Frankenstrat, lève toi et… joue !
Mais surtout dans la lignée d'un Les Paul, Eddie Van Halen n'a pas hésité à modifier et même à fabriquer sa propre guitare, et rendre ça cool en même temps ! Nous avions évoqué lors de la sortie des modèles EVH Eruption '78 (pour les 40 ans de Eruption, NDLR) l'incroyable histoire de sa guitare Frankenstrat qu'il préférait appeler 'My Baby'. Comme c'est le cas pour bien des fabricants, en 1974 Eddie avait une idée bien précise de la guitare qu'il lui fallait, mais puisqu'elle n'existe pas et qu'il n'avait pas beaucoup d'argent, il décide de la fabriquer lui-même. Son objectif : créer un mélange entre une Fender et une Gibson (dont le logo apparaitra pendant un temps sur la tête) lançant ainsi la mode des Super Strats.
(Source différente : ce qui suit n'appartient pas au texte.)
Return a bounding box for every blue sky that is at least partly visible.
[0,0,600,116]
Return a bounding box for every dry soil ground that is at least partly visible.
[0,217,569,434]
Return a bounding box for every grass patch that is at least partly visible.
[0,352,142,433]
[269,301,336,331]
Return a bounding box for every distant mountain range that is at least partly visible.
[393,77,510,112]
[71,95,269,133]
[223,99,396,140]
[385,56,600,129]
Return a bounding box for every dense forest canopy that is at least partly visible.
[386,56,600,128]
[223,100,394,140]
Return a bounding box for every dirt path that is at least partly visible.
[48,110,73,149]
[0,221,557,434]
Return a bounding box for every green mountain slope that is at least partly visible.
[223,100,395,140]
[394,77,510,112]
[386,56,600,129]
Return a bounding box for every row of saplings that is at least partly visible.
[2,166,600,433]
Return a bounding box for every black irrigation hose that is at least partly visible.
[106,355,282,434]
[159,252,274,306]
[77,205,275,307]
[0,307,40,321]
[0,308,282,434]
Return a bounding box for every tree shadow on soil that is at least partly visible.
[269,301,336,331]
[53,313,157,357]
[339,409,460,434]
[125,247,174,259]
Il se procure le corps pour $50 et le manche pour $80 chez Boogie Bodies à San Dimas qui fournit Charvel à l'époque. Le corps brut se trouve dans une pile de seconds choix avec des noeuds et des défauts cosmétiques. Pas de soucis pour Eddie qui saute sur l'occasion ! Il l'équipe d'un micro humbucker au chevalet en creusant grossièrement la cavité existante et ajoute un vibrato Fender (qui laissera plus tard sa place à un Floyd Rose et au système D-Tuner pour passer en drop-D). Il recouvrira le micro double de paraffine pour obtenir le son crémeux qu'il avait en tête. Le micro manche n'est même plus connecté et il découpe lui-même le pickguard noir qu'on peut voir sur le 1er album et la 1ère tournée de Van Halen ainsi que la fameuse finition blanche aux rayures noires qui apparait presque par accident. Il cherchait juste une finition différente : il peint d'abord la guitare en noir, ajoute du scotch de masquage puis rajoute une couche à la bombe blanche avant de poncer légèrement l'ensemble et faire une sorte de relicage.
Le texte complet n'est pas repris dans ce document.